Le football congolais veut changer d'échelle. Reçu mercredi 27 mai 2026 par le président de la République, Félix Tshisekedi, le nouveau président de la Fédération congolaise de football association (FECOFA), Veron Mosengo-Omba, a présenté un ambitieux programme chiffré à 25,6 millions de dollars USD pour les quatre prochaines années.
En effet, ce projet de gouvernance, baptisé « Refonder pour structurer, structurer pour gagner », prévoit une enveloppe annuelle de 6,4 millions de dollars afin de soutenir la réforme du football national entre 2026 et 2030. Cette réforme vise à doter le football congolais d’une organisation stable et capable de produire des résultats durables.
Parmi les priorités présentées au Chef de l’État figurent la régularité des championnats nationaux, la promotion du football de base, la restructuration de l’administration de la FECOFA ainsi que le développement des infrastructures sportives. Selon la nouvelle direction fédérale, ces quatre axes doivent permettre de redonner de la crédibilité au football congolais.
Les avantages de la régularité d'un championnat

La régularité d’un championnat national permet d’abord de renforcer le niveau sportif des clubs et des joueurs. Lorsque les matchs se jouent selon un calendrier stable, les équipes peuvent mieux se préparer physiquement, techniquement et tactiquement.
Cela favorise aussi la détection des talents, la compétitivité des clubs et la performance des sélections nationales lors des compétitions internationales. Un championnat régulier attire également davantage de sponsors, de diffuseurs et de partenaires financiers, ce qui contribue à la professionnalisation du football.
Par ailleurs, un championnat stable redonne confiance aux supporters et aux investisseurs. Les recettes liées à la billetterie, aux droits télévisés et au marketing deviennent plus prévisibles pour les clubs.

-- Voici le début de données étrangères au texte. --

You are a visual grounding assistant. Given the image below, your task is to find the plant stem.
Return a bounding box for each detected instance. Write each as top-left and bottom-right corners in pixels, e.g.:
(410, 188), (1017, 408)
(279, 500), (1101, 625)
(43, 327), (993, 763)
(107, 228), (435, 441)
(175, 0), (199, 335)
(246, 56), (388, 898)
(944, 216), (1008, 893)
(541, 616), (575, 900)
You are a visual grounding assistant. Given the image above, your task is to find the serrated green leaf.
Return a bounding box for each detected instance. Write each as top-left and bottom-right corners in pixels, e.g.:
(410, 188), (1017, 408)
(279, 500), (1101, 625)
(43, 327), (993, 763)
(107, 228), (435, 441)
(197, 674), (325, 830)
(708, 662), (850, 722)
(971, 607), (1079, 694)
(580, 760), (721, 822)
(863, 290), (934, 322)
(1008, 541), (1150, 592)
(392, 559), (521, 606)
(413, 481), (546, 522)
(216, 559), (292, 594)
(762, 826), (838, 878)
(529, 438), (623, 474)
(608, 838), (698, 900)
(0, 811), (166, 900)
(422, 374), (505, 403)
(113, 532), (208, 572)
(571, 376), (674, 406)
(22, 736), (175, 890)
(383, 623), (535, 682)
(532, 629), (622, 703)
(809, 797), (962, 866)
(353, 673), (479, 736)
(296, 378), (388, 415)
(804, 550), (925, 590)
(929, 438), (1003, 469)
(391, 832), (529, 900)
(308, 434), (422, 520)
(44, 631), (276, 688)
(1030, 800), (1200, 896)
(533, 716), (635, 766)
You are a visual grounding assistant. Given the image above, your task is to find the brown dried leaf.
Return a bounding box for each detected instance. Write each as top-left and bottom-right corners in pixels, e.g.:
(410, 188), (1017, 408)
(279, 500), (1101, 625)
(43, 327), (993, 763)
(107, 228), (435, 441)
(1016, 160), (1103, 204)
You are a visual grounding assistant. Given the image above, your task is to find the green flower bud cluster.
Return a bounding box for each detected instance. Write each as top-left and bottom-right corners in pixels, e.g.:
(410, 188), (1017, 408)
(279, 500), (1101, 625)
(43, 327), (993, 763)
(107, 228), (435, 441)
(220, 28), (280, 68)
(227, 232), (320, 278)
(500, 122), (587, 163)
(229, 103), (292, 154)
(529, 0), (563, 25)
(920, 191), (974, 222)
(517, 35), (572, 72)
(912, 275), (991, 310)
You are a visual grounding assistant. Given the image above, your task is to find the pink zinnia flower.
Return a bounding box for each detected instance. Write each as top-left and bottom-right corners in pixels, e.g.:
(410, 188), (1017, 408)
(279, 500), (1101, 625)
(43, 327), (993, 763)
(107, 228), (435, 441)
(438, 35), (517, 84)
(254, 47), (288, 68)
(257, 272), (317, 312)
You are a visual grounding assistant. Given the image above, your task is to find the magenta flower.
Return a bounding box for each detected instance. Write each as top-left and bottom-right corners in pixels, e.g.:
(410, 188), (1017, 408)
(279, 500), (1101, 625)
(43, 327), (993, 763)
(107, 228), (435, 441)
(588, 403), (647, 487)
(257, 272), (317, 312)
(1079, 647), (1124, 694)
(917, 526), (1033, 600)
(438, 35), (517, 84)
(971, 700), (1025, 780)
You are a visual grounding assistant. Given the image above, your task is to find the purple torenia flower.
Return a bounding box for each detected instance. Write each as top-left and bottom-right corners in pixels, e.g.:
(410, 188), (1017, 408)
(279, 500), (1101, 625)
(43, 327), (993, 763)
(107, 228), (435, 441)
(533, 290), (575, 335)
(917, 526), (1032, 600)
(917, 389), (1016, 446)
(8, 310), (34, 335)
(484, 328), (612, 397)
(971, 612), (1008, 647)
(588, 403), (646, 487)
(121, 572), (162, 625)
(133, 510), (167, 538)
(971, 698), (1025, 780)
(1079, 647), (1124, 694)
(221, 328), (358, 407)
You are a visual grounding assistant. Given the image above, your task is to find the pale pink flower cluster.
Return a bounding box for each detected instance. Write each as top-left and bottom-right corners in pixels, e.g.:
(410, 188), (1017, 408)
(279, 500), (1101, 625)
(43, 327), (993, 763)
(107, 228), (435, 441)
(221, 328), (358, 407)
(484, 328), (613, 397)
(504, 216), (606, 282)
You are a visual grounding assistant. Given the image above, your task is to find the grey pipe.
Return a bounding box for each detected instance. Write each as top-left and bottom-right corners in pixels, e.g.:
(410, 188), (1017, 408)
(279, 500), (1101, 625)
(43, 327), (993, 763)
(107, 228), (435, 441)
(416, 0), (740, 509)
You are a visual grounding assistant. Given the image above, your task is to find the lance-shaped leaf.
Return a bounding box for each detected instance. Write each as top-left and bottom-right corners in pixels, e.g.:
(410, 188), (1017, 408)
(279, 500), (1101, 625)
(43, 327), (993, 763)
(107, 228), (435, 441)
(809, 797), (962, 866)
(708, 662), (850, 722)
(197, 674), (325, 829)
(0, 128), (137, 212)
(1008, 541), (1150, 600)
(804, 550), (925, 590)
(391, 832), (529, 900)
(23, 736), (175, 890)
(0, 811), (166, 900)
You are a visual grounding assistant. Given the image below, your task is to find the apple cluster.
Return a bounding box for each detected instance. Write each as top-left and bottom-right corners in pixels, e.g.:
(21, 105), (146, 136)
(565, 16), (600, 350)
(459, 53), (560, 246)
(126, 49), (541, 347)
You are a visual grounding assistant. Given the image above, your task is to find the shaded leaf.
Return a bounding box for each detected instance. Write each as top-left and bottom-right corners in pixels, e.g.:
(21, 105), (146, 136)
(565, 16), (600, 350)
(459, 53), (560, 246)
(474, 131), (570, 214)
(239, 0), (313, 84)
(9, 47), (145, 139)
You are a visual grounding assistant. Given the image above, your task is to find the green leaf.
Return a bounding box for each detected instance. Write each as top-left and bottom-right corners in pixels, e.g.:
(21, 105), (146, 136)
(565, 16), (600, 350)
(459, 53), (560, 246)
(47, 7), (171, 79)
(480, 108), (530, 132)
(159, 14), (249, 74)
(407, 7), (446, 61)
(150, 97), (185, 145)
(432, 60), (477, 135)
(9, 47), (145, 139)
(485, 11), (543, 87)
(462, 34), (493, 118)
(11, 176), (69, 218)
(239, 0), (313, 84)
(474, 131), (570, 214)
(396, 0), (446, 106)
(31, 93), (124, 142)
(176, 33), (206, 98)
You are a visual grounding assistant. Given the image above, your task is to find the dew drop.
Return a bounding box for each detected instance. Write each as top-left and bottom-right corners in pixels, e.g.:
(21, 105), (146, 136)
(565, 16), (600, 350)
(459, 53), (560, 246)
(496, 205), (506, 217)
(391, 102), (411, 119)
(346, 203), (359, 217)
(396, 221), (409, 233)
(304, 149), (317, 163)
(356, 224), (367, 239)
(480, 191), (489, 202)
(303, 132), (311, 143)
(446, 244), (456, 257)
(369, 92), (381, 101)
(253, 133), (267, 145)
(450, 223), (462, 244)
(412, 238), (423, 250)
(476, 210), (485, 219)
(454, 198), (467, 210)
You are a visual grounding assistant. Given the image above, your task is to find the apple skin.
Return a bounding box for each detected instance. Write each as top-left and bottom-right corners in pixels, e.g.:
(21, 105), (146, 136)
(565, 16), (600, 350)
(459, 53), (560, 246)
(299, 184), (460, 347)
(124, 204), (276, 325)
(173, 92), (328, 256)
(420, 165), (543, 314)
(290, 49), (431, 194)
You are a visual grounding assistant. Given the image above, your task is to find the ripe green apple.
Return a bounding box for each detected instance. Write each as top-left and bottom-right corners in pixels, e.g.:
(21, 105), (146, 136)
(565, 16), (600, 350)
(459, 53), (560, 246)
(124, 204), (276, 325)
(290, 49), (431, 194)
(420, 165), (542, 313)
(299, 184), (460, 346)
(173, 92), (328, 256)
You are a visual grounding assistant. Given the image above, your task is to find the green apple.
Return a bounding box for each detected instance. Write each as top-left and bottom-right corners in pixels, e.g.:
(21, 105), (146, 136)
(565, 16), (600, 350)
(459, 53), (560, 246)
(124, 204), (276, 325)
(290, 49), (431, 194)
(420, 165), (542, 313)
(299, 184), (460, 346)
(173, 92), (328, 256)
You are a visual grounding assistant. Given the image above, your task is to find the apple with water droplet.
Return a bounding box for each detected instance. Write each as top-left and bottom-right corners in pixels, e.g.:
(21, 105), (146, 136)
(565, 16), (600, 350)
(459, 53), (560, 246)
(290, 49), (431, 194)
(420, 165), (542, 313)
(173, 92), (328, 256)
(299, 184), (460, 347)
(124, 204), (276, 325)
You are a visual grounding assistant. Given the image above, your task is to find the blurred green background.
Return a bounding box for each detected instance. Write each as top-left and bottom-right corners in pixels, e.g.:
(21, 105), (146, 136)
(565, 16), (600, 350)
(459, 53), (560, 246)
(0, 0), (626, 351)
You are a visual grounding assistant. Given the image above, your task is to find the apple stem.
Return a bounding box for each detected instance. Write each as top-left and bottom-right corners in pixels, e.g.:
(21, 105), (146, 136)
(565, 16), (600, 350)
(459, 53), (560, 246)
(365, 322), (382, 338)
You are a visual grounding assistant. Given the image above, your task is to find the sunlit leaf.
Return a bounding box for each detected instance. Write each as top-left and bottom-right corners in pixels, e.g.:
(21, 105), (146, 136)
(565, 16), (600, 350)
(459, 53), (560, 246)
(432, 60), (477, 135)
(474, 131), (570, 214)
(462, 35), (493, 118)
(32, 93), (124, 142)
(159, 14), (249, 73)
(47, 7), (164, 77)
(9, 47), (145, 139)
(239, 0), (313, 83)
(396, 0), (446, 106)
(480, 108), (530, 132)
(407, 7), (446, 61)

Cette continuité permet aussi de créer des emplois autour du football et d’encourager le développement des infrastructures sportives. En somme, la régularité d’un championnat national constitue un levier essentiel pour le rayonnement et la crédibilité du football d’un pays.
Soulignons que, l'audience que le Chef de l'État a accordé à Veron Mosengo-Omba, intervient une semaine après son élection à la tête de la FECOFA. Cet ancien secrétaire général de la Confédération africaine de football (CAF) avait été élu le 20 mai dernier lors de l’Assemblée générale extraordinaire élective organisée à l’hôtel Pullman à Kinshasa.
Candidat unique après le retrait ou le rejet des autres prétendants, Veron Mosengo-Omba s’était imposé avec 60 voix sur 65 votants pour un mandat de quatre ans. Son arrivée à la tête de la FECOFA suscite de nombreuses attentes autour de la modernisation de la gestion du football national.
Il est important de souligner qu'à l’issue de l’audience, le Président Félix Tshisekedi a félicité la nouvelle équipe dirigeante de la FECOFA et lui a assuré son soutien. Un appui qui pourrait être déterminant pour la mise en œuvre de ce vaste chantier financier et sportif destiné à repositionner le football congolais sur la scène africaine.